For my MSc dissertation, I explored if deep learning models could replicate traditional Value-at-Risk (VaR) calculations within the UK property industry.
Specifically, I used UK House Price Index data to calculate VaR using a traditional method (Filtered Historical Simulation VaR using GJR-GARCH), with which I then trained Artificial Neural (ANN), Recurrent Neural Networks (RNN) and an RNN with an LSTM layer. The below shows results of a predicted VaR (95% CI) compared against the traditionally calculated VaR and the actual returns, indicating breaches of the VaR for both actual and predicted.
Below shows the general structure of the dataset with the columns we used in this research, with examples from the East Midlands region.
Date | RegionName | AveragePrice | DetachedPrice | SemiDetachedPrice | TerracedPrice | FlatPrice |
---|---|---|---|---|---|---|
01/01/1995 | East Midlands | 45544.52 | 68923.94 | 41227.5 | 32870.49 | 30954.76 |
01/02/1995 | East Midlands | 46051.57 | 68634.75 | 42051.34 | 33423.75 | 31600.06 |
01/03/1995 | East Midlands | 45383.82 | 67658.6 | 41388.96 | 33005.72 | 30958.9 |
This plot demonstrates the difference in average detached property prices across different regions in the UK. It is clear how the regions have a drastic impact on the prices of properties, with London average prices (green) over double the national average (red).
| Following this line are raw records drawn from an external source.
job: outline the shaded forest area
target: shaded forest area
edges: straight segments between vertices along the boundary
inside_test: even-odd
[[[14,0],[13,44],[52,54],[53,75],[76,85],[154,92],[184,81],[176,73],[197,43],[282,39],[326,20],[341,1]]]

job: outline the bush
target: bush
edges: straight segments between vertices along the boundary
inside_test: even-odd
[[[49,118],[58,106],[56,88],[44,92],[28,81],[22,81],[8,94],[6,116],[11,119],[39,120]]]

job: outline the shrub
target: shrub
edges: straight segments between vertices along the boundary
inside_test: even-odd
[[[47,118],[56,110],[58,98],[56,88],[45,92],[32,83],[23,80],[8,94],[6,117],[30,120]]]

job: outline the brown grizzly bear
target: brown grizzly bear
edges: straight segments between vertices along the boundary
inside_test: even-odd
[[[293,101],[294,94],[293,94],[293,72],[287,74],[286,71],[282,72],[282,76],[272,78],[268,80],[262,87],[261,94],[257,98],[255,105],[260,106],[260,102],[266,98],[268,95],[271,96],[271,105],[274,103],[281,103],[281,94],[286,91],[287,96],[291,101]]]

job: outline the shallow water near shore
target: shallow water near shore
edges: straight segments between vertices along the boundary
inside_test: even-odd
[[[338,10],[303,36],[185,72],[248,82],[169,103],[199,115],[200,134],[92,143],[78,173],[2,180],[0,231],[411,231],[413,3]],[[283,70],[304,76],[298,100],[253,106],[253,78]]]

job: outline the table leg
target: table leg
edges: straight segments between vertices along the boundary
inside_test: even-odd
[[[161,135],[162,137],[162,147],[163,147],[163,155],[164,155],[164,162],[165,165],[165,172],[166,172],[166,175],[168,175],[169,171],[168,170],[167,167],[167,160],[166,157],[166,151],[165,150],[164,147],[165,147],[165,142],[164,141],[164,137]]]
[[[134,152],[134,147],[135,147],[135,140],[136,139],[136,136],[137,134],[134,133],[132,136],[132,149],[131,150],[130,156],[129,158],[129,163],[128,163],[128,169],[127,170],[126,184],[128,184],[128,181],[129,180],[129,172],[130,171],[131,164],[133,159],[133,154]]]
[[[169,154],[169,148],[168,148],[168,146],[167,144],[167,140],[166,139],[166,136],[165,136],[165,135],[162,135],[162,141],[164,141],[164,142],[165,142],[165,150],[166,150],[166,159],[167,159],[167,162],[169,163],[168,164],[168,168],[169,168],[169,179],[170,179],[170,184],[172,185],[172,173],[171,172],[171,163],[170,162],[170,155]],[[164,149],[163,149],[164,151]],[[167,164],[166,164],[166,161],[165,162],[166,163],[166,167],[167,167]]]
For VaR calculations we need the returns from period to period, in this case the return from one month to the next in the HPI. Hence, the below plot shows the returns for each region for the average property type as an example. The differences in the volatility clustering and distributions is clear - for this project scope we used a subset of these regions, namely London, South West, West Midlands and Yorkshire and The Humber as well as the English national averages. This was to represent England fairly both geographically and statistically whilst making the work managable in terms of model training times. The results need to be considered in this context, with possibly improved results when using the full dataset.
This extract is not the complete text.